I was curious to see what Dave would suggest for those of us who can see something interesting on the page but not necessarily through a viewfinder. I could fill an entire newsletter with my technical notes around f-stop speeds, aperture size, and your photo’s histogram, but his most valuable tips link photography and storytelling.
Early in his presentation, Dave shared the following analogy with us: light and shadow are to a photograph as character and setting are to a story.
To capitalize on these elements, you must
- Control what you see
- Remember that light attracts attention and shadow invites curiosity
- Use emotion and motion
- Think three-dimensionally
He also invited us to come up with a personal set of CPRs, or consistent, predictable routines that can help you think through your scene before shooting it. Here are two of Dave’s CPRs:
- Choose three backgrounds
- Shoot some closeups, some photos at a medium distance, and some wide shots
Here’s how to use Dave’s sage photography advice when writing: Control what the reader sees so you can effectively slant your scenes. When doing so, use your characters’ light and dark traits to navigate situations that create story motion and emotion.
Diane Gottlieb: The “I” in Narrative Nonfiction: How to Tell Others’ Stories Without Taking Over or Getting in the Way
A few recent conversations with other writing instructors and publishing industry folks have confirmed the following: the most marketable memoirs are about your story and something else. That something else could be how your life experience intersects with key historical events, or perhaps how your story intersects with another person’s.

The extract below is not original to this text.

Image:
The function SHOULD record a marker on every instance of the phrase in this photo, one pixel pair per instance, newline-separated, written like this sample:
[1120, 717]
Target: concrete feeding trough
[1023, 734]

While I work with memoirists navigating this territory, I also work with narrative nonfiction writers whose sole focus is other people’s stories.

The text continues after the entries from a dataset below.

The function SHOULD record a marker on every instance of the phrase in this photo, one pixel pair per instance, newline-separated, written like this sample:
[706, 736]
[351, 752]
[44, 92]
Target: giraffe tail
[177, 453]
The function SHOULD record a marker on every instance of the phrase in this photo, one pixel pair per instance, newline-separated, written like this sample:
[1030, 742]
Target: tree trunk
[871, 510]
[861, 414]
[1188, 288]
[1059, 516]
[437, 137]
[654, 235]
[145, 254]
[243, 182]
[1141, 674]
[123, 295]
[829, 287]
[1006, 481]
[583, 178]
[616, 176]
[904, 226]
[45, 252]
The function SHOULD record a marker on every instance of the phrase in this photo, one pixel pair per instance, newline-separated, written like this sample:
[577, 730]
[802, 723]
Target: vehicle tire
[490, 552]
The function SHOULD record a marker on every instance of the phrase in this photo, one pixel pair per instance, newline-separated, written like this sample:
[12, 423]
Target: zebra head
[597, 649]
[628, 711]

If you’re planning to tell someone else’s story, here are a few questions to consider:
- When telling someone else’s story, should you insert your “I?”
- If you choose to do so, when should you use it?
- What are the stakes for inserting it?
Diane says the “I” is always on the page, even if the word is never used, so you must know its purpose and ensure that your “I” gaze doesn’t overtake the story.
She used In Cold Blood, Truman Capote’s famous true crime novel, as a prime example of how the desire to tell a great story can cause us to bend narrative nonfiction’s primary rule, which is to always tell the truth. The ending of Capote’s book includes a poetic scene that happened only in his imagination. Choosing to create something that reads better for the sake of art might make you sound good, but it can also diminish your credibility and disenfranchise the people you’re writing about.
Diane shared three guiding principles each narrative nonfiction writer should use:
- My/Stakes: When writing about someone else, share your stakes up front by answering the following questions:
- Why this story?
- Why now?
- Why me?
- Where and when did this story take root?
- What’s driving me to explore this material?
- How/Know: After you’ve written something, ask yourself how you know it’s true? If it’s not verifiable, it doesn’t belong in your manuscript. Diane uses the following litmus test to check her work. If it sounds too much like a novel, it probably contains something unverifiable.
- I/Serve: Narrative nonfiction is an act of service to the reader and those you write about. As you’re writing, think about how your story serves the larger narrative, the people you’re writing about, and most importantly, the reader.
As you read through these tips, what do you want to incorporate in your writing life? Are you interested in trying the micro form? Could you explore your story in a more visual way? What role is the “I” playing in your current WIP?